The 68th JSAP Spring Meeting 2021

Presentation information

Oral presentation

23 Joint Session N "Informatics" » 23.1 Joint Session N "Informatics"

[19a-Z32-1~10] 23.1 Joint Session N "Informatics"

Fri. Mar 19, 2021 9:00 AM - 11:45 AM Z32 (Z32)

Toyohiro Chikyo(NIMS), Shigetaka Tomiya(SONY Corp.)

11:30 AM - 11:45 AM

[19a-Z32-10] Search for the hyperparameters of Bayesian optimization for materials synthesis

Ryo Nakayama1, Ryota Shimizu1,2, Taishi Haga1, Takeshi Kimura1, Ando Yasunobu3, Nobuaki Yasuo1, Masakazu Sekijima1, Taro Hitosugi1 (1.Tokyo Tech, 2.JST-PRESTO, 3.AIST)

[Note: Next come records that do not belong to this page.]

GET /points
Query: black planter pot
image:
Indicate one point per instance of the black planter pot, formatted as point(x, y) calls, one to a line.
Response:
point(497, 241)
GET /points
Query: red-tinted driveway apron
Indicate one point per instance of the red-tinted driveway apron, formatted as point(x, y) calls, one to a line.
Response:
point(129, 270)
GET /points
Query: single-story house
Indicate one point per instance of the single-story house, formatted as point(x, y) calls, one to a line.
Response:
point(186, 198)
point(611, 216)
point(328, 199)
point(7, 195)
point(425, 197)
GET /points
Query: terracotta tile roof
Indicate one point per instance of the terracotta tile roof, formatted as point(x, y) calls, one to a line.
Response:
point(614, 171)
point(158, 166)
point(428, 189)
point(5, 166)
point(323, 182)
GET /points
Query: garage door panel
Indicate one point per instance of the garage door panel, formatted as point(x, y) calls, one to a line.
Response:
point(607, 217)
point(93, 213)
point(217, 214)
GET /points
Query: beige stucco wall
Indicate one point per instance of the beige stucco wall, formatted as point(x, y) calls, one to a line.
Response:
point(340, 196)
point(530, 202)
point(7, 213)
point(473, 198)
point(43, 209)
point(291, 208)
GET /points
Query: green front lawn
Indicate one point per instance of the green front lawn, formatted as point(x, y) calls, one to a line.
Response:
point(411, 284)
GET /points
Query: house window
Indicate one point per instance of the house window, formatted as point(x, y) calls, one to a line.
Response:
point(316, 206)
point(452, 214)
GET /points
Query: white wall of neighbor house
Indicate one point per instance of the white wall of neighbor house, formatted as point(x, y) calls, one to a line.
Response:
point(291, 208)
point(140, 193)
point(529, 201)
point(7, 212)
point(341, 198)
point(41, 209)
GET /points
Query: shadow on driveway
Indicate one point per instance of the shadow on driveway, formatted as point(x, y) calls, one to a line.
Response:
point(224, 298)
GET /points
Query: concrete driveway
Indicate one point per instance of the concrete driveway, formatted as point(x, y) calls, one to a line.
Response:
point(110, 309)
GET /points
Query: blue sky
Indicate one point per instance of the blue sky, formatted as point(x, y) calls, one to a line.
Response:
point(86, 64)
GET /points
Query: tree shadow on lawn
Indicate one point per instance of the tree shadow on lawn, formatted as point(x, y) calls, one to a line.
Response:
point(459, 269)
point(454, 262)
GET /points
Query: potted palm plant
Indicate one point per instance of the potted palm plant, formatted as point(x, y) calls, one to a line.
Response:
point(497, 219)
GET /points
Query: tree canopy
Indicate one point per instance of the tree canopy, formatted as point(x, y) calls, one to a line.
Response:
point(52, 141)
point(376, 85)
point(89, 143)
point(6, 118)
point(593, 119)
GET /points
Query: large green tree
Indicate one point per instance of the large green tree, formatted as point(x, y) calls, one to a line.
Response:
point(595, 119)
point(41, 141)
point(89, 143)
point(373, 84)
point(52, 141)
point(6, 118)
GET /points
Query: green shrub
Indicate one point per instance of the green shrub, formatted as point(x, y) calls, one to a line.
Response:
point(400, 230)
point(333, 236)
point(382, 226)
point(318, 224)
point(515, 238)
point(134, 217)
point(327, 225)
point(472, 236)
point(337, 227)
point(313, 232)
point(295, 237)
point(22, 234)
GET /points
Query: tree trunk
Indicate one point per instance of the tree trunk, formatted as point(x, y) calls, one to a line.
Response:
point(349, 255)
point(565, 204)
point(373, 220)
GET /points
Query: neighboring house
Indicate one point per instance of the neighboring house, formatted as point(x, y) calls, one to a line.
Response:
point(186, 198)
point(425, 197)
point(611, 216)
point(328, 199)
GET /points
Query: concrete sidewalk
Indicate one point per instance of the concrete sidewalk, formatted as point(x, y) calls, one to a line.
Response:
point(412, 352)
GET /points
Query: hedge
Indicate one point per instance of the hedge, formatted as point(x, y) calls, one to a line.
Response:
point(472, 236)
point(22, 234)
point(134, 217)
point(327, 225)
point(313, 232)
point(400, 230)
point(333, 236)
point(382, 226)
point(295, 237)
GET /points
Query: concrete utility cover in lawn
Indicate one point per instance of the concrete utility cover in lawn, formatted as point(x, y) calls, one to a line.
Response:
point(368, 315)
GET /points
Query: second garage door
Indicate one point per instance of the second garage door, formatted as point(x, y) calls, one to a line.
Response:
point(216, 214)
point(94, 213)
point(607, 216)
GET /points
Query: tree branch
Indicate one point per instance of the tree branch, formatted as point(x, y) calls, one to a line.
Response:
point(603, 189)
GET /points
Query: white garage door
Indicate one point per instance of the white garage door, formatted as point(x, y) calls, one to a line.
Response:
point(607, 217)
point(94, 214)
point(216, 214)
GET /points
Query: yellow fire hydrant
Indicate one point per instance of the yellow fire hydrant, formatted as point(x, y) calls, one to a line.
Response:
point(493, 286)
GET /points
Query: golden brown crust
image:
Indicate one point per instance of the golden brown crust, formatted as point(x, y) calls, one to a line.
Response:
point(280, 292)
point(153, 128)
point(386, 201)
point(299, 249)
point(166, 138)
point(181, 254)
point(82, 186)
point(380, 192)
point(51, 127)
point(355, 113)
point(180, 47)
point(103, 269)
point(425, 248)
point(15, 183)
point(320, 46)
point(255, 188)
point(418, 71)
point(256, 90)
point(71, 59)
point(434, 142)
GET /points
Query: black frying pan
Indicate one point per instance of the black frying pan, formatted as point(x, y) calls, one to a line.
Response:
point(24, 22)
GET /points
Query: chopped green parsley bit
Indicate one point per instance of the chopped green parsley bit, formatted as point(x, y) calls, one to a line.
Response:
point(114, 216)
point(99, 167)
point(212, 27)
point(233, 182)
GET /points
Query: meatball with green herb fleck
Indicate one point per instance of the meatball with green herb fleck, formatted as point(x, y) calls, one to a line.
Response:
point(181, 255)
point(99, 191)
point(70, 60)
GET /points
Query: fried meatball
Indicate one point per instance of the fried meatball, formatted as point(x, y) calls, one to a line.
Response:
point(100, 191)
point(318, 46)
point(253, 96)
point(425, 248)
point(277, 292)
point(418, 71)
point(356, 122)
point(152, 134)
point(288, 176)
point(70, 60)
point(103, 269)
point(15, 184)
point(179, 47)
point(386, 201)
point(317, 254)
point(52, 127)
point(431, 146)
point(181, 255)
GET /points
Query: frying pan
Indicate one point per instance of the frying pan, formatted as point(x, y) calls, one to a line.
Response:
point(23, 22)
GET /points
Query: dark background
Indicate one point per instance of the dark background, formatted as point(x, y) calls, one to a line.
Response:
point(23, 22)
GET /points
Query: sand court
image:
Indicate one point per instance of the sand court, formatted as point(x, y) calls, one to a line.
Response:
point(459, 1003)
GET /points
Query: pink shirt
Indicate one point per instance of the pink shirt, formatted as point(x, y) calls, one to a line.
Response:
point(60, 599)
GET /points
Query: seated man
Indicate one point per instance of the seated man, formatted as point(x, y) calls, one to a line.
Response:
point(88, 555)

Keywords:Bayesian optimization

In the synthesis of new materials, it is necessary to optimize multiple synthesis conditions such as material composition, temperature, and pressure. Bayesian optimization is a powerful method for the optimization of synthesis condition by setting the hyperparameters at appropriate values. However, there is little discussion on the appropriate values of hyperparameters for material synthesis. In this study, we applied Bayesian optimization to a one-dimensional model function that mimics material synthesis, and optimized the hyperparameter.